Zeev Ventures followed closely, holding about 37.3 million shares, or approximately 15% of Navan, after years of steadfast participation from the initial seed investment onward. Founder Oren Zeev, a seasoned early-stage investor and one of Navan’s longest supporters, had previously collaborated with Navan’s cofounders on their earlier startup, StreamOnce. His personal and institutional investments, augmented by holdings placed in a children’s trust managed by JPMorgan, reinforce the depth of his confidence in the company’s leadership. The remaining stake held by Zeev Ventures is now estimated to be worth nearly $747 million. Similarly, Andreessen Horowitz—one of Silicon Valley’s most influential venture firms—maintains roughly 10% ownership, translating to about 25.4 million shares with a market value of approximately $508 million. Greenoaks Capital, an investor recognized for steering technology companies toward maturity, holds almost 14.3 million shares valued at around $286 million.

Among Navan’s founders, cofounder and Chief Technology Officer Ilan Twig retains ownership of roughly 12.7 million shares, constituting about 5% of the firm’s equity. Twig’s guiding hand in product development and technological innovation has been instrumental since he and CEO Ariel Cohen launched the company in 2015, motivated by a desire to modernize cumbersome corporate travel systems. Despite selling one million shares at the IPO—yielding about $25 million at offering price—Twig’s remaining stake carries an estimated worth of $255 million. Cohen, who owns about 10.2 million shares, realized approximately $22.5 million from his sale during the IPO and continues to hold a stake valued near $185 million at the same closing price. Notably, both founders maintain enhanced voting rights through Class B shares, enabling them to preserve significant decision-making authority. In their joint reflections on the IPO, Cohen and Twig highlighted how artificial intelligence has been entrenched at Navan’s core architecture, facilitating travel options tailored uniquely to each user and dramatically accelerating the booking and rebooking process.
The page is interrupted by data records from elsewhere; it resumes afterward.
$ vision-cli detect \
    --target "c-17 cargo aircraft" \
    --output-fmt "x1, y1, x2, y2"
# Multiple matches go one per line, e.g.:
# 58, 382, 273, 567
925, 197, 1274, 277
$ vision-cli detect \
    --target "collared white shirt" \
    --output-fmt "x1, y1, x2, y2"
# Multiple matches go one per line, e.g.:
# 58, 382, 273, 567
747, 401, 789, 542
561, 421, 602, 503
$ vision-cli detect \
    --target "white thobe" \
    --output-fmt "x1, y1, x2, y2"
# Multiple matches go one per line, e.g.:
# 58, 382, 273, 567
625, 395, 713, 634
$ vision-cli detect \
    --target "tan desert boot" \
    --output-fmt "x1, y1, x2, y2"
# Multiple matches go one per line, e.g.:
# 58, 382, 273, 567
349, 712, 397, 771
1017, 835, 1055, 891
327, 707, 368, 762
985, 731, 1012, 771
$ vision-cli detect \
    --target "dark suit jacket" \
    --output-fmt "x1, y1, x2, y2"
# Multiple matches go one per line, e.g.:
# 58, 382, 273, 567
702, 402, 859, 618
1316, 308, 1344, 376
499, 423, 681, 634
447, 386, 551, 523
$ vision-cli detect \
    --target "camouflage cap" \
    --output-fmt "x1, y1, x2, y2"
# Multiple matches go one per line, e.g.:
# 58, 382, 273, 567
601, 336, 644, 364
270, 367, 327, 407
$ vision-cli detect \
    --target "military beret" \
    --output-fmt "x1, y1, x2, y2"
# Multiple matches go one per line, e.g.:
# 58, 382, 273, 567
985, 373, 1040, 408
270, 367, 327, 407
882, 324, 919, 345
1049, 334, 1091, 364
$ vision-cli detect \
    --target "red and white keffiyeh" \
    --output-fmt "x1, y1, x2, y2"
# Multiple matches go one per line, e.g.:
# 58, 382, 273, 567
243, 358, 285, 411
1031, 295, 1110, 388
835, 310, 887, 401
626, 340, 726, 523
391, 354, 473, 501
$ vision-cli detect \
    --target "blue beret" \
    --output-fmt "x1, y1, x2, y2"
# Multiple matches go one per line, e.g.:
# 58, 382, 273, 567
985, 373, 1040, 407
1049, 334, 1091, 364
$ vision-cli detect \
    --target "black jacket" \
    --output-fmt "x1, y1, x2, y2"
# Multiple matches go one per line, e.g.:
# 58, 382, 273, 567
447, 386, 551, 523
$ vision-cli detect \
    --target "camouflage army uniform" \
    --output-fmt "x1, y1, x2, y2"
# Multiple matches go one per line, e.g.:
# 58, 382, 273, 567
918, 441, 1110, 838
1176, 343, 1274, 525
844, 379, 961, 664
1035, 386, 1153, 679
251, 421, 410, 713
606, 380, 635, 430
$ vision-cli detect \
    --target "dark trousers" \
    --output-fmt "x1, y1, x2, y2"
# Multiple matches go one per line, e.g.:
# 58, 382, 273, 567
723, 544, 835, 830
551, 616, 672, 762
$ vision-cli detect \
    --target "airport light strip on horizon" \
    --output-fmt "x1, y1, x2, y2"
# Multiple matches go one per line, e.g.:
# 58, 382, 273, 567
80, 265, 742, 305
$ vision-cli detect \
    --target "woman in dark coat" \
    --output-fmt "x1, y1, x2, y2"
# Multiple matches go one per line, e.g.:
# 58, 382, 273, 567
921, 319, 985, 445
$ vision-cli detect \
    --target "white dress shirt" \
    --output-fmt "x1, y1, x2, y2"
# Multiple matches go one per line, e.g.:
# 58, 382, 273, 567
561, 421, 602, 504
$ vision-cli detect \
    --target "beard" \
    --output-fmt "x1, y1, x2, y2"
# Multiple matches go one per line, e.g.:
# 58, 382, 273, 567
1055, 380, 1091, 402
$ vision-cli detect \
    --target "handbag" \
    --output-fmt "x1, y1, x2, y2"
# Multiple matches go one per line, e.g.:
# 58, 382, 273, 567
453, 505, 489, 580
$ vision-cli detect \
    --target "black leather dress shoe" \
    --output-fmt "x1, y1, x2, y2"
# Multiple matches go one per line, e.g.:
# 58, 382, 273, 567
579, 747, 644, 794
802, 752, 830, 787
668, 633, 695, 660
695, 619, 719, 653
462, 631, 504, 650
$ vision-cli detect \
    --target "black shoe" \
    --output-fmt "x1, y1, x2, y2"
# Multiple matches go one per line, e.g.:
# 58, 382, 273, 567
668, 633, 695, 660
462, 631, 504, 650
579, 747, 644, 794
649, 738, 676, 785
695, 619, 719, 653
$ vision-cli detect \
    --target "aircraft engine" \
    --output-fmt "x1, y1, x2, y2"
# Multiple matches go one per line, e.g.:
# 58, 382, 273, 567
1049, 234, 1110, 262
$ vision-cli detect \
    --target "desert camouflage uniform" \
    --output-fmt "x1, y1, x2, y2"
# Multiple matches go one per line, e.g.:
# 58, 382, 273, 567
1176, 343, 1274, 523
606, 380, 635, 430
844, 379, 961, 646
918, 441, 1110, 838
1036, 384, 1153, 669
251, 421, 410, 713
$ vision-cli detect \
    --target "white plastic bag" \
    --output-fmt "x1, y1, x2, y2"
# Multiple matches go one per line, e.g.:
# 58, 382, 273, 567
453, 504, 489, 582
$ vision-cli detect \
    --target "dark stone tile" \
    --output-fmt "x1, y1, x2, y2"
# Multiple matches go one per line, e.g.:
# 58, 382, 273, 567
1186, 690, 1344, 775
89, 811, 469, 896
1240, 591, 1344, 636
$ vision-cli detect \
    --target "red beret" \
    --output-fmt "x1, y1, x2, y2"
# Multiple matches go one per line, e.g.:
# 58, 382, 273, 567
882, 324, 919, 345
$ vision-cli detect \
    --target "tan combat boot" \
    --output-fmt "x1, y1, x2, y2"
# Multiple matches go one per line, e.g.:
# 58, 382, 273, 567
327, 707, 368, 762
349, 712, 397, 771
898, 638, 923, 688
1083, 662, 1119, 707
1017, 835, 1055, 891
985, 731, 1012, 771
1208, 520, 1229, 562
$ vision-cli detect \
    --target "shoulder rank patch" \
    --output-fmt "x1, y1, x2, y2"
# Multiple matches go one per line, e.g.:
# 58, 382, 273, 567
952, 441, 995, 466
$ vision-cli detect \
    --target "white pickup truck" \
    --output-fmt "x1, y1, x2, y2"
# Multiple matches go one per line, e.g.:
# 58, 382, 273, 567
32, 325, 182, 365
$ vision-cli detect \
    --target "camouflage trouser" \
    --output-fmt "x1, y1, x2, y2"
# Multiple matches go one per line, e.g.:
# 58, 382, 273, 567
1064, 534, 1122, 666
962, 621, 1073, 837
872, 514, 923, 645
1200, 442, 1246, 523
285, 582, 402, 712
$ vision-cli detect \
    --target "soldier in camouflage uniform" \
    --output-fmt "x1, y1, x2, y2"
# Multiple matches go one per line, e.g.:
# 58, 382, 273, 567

Premji Invest, which led the Series G funding round and has a history of successful venture exits including Anaplan, Zuora, and Coupa, owns roughly 3.4% of Navan with a stake valued around $171 million. Alongside them, other shareholders such as Einat Klopfer Cohen, Ariel Cohen’s former spouse, Group 11, H. Barton Asset Management, and members of Navan’s executive team and board also hold notable equity positions scaled by their early involvement and contributions. Each of these holders, while representing a fraction of Navan’s overall ownership, reflects the multifaceted network of investors whose patience and belief have sustained the company through years of market volatility.

From its humble origins as a small travel management startup to its emergence as a global fintech and travel technology contender with a multibillion-dollar valuation, Navan’s story encapsulates the resilience and adaptability required to remain viable through shifting macroeconomic and regulatory climates. While its shares encountered early turbulence, the company’s transition to public ownership marks the beginning of a new chapter—one defined by accountability to the markets, continued innovation, and the fulfillment of long-delayed aspirations for both founders and investors alike.